Sem dúvida, a mulher. Reunia dois elementos tremendamente estigmatizados na sociedade castelhana da época, como a feminilidade e a galeguidade. Para entendê-lo melhor, é preciso pensar quem foram os principais autores de obras literárias em espanhol: homens e castelhanos. Esse contraste, essa dicotomia, tem muito a ver com a forma como foi descrita a mulher galega, sempre imaginada como um ser grotesco, bruto, de língua mole e modos baixos. Basicamente, podia-se atribuir tudo o que de negativo poderia ser atribuído a uma mulher naquela sociedade profundamente patriarcal do século XVII. A mulher galega era algo como a antítese perfeita de uma cortesã castelhana. A isso somava-se também sua condição de imigrante, uma imigrante trabalhadora que realizava todo o tipo de trabalho precário; isso também reforçou o seu caráter antagônico em relação ao que se esperava de uma mulher então. Por isso é muito comum vê-las em inúmeras obras, seja como domésticas, estalajadeiras, até prostitutas…, não raro como protagonistas maldosas em inúmeras obras. Tudo isso os tornava um alvo fácil para os escritores madrilenos e, em geral, castelhanos.

Esse contraste, essa dicotomia, tem muito a ver com a forma como foi descrita a mulher galega, sempre imaginada como um ser grotesco, bruto, de língua mole e modos baixos. Basicamente, podia-se atribuir tudo o que de negativo poderia ser atribuído a uma mulher naquela sociedade profundamente patriarcal do século XVII. A mulher galega era algo como a antítese perfeita de uma cortesã castelhana.

A língua estava fadada a ser também um objetivo do estereótipo. A língua de Portugal sofreu também esse processo?

Com efeito. As línguas, e todas as suas variedades, são um elemento intimamente ligado aos estereótipos. Se pensarmos em algum grupo humano que conhecemos, é normal que também nos venha à mente a forma de falar. Em linhas gerais, podemos dizer que a perceção que temos de uma língua depende, em grande parte, da perceção que temos dos próprios falantes.

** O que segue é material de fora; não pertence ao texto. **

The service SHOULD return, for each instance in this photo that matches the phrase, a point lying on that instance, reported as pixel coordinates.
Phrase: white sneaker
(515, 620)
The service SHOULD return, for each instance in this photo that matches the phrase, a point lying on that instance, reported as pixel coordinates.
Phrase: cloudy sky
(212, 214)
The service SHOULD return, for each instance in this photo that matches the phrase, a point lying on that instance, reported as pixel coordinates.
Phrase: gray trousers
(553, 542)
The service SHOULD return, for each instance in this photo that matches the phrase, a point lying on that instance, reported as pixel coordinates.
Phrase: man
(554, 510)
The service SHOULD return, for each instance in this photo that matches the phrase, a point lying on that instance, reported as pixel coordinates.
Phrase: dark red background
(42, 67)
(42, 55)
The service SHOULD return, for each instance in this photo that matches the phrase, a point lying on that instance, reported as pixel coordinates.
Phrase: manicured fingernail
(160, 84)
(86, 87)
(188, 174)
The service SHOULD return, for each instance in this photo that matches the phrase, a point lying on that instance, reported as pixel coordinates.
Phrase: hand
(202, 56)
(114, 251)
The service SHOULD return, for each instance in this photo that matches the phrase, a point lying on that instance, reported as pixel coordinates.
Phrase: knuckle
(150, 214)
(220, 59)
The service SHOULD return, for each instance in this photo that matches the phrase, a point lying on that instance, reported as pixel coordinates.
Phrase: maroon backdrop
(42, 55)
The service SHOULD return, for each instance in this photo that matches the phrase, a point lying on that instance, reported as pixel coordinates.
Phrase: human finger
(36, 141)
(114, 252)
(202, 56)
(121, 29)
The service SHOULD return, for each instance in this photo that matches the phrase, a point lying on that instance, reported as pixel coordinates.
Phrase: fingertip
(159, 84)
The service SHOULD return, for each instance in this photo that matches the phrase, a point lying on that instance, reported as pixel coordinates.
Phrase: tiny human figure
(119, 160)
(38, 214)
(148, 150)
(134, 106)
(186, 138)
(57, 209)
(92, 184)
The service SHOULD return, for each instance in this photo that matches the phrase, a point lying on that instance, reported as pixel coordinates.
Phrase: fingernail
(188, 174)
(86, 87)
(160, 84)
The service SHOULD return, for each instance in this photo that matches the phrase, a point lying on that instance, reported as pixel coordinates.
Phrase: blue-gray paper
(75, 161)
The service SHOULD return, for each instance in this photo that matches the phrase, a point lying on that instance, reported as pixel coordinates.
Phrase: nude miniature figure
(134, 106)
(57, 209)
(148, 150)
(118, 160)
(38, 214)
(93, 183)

Claro que, para os castelhanos do século XVII, o galego era uma língua de imigrantes, visto como a antítese do castelhano, este último entendido como a língua da corte. Mesmo assim, o desprezo pelo galego já existia. Daria para falar muito. O facto é que sabemos que. no século XVII, os castelhanos não conseguiam diferenciar entre as línguas galega e portuguesa. O próprio Tirso de Molina admitiu que assim foi mais fácil para os galegos escapar daquela paródia e xenofobia, fazendo-se passar por portugueses em Castela. Claro, até 1640 Portugal era visto como um poderoso reino em Castela, aliado e até certo ponto submisso. Essa falta de rivalidade inicial, somada a um certo respeito político, fez com que a língua ali falada, já conhecida como português, fosse considerada uma língua doce e educada. A mesma que depois, os próprios castelhanos, não eram capazes de diferenciar da dos seus vizinhos do norte: curioso.

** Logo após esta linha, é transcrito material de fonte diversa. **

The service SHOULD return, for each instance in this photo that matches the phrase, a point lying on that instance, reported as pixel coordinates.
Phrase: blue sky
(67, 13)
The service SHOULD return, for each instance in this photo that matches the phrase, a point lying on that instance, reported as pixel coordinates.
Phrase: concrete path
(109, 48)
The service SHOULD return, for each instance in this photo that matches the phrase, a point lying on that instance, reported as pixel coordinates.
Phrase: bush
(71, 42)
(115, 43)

O próprio Tirso de Molina admitiu que assim foi mais fácil para os galegos escapar daquela paródia e xenofobia, fazendo-se passar por portugueses em Castela.

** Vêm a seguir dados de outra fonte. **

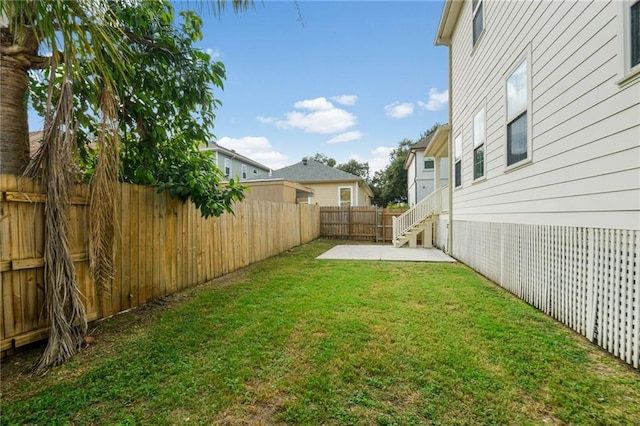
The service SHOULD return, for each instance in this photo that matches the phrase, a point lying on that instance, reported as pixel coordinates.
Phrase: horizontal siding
(585, 128)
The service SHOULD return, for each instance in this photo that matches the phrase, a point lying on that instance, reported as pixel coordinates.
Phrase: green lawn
(294, 340)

Para concluir, porque recomendarias ler Do ódio à paródia: o estereótipo antigalego na literatura espanhola do século XVII

Embora muitas vezes, em certos meios, seja considerado um tema incômodo e quase um tabu, acredito sinceramente que o objeto de estudo não deixa ninguém indiferente. E não falo só dentro da Galiza, também tenho uma experiência pessoal no estrangeiro onde causa muita expetativa e desperta muita curiosidade. Para o público especializado, acho que o livro representa uma atuação sobre o tema e nele procura-se dar novas interpretações e explicações a partir de disciplinas muito diversas e de um referencial teórico quase universal.

Para o público em geral, acho que este livro está cheio de citações incríveis, embora reconhecidamente indelicadas. Com ele, os leitores poderão traçar algumas semelhanças com a realidade atual e até entender a origem daquela paródia e como a imagem do ridículo galego criada pelos autores da “Era de Ouro” teve um impacto crucial na história e na sociedade deste país. As suas reminiscências continuam connosco, não há dúvida. Só por este último facto acho que, do meu ponto de vista, vale a pena abordar este publicação.